Now I was watching a man walk toward me from the beat-up car, those frightening newspaper articles outside my reach. I was a nurse at an inner city hospital. I had met people who lived and worked in the trenches of life. I could keep my head.

He came up and I spoke to him through the car window, immediately mentioning that my husband was on his way. He said he wasn’t there to hurt me, he just wanted to change my tire, make some extra money. I weighed my options. I said thank you, but no. He nodded, walked away, lingered by his car for a few moments and then came back. The snow was heavier now. I ran the window down a little more to talk to this man who was everything I would have wanted to avoid before Barbara.
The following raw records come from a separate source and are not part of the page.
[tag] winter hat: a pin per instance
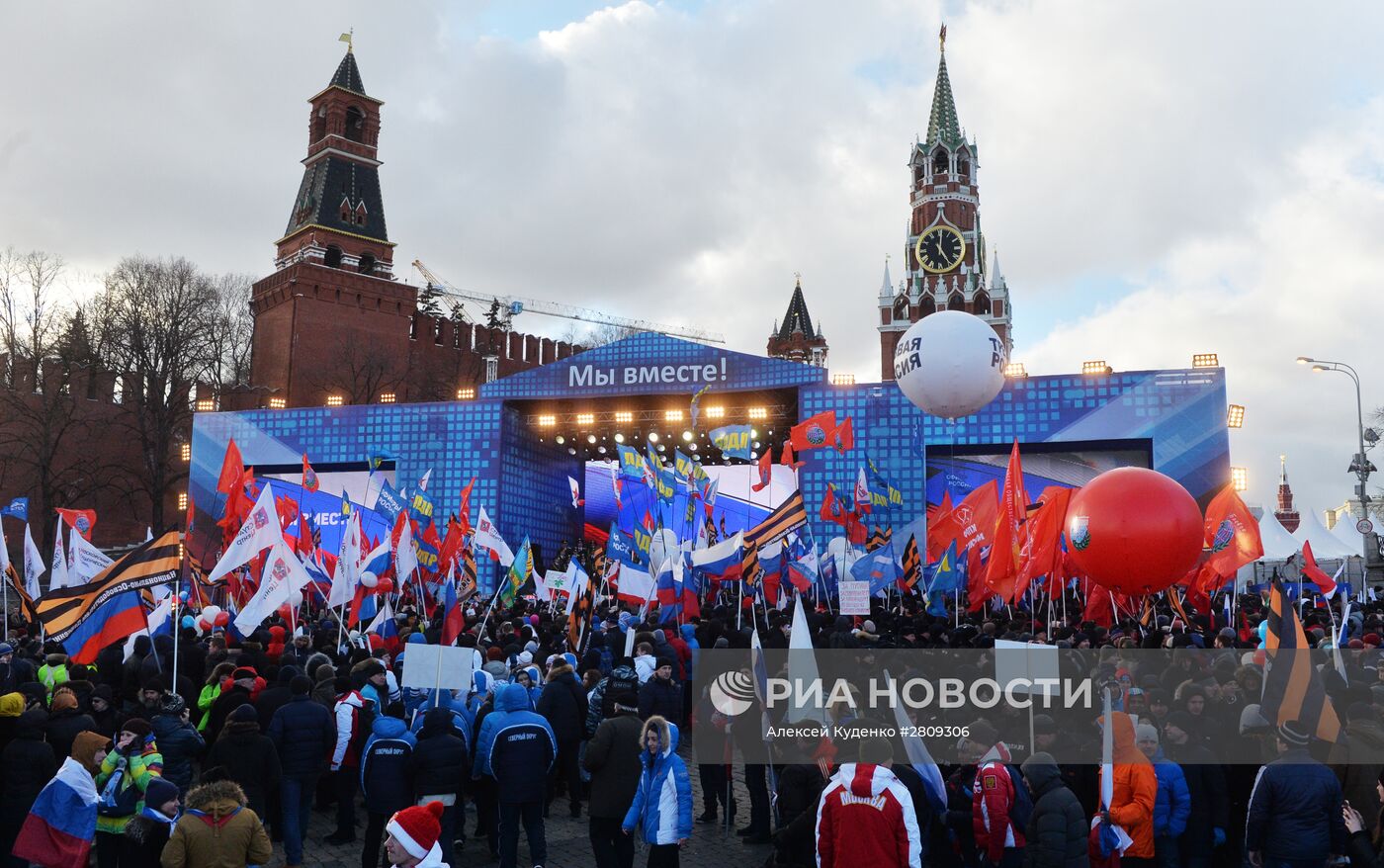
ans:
(242, 713)
(138, 726)
(159, 791)
(1294, 733)
(62, 701)
(417, 828)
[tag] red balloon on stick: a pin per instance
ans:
(1134, 531)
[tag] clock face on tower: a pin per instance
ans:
(940, 249)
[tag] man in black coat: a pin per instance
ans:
(303, 734)
(613, 760)
(1210, 815)
(563, 705)
(1058, 829)
(439, 766)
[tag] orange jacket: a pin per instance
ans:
(1135, 789)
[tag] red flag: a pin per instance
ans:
(1231, 533)
(464, 517)
(789, 460)
(844, 438)
(82, 519)
(1315, 573)
(1002, 572)
(231, 469)
(814, 432)
(765, 471)
(1042, 556)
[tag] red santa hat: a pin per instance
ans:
(417, 828)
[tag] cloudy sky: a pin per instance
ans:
(1159, 179)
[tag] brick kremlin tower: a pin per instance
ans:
(1286, 514)
(796, 339)
(944, 251)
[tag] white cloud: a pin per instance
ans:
(681, 161)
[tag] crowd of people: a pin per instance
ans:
(215, 760)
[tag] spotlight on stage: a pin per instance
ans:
(1239, 477)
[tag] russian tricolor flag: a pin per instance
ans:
(61, 824)
(723, 560)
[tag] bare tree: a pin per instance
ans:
(155, 322)
(360, 373)
(232, 329)
(48, 441)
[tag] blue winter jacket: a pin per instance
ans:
(1173, 803)
(1296, 810)
(385, 777)
(515, 746)
(663, 803)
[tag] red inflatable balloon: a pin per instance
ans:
(1134, 531)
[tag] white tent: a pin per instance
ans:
(1325, 546)
(1346, 533)
(1277, 543)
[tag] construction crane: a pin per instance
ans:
(514, 306)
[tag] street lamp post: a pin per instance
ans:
(1360, 466)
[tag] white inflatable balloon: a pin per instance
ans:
(950, 364)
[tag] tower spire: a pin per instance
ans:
(941, 124)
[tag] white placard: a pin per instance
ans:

“I work in Labor and Delivery at Mercy Hospital,” I told him, revealing myself as someone he could trust—I worked in his neighborhood.

“Do you know Nadine?” he asked right away. “She works in dietary.”

And so the conversation moved on, and again he offered to change my tire—it would be done when my husband arrived. Cars kept whizzing past. No one else had stopped. I clicked the lever that opened the back of my van, and this stranger changed my tire. Was Barbara there? Maybe. 

It was a defining moment for me. Subsequently, my children have claimed the world for their own, being sensible and living lives of freedom. Barbara died a year before that anxious snowy night. But as I fought my fear, she was there, showing me that by using common sense, extending trust to a fellow human being, that there are many wonderful ways to GET BACK HOME AGAIN.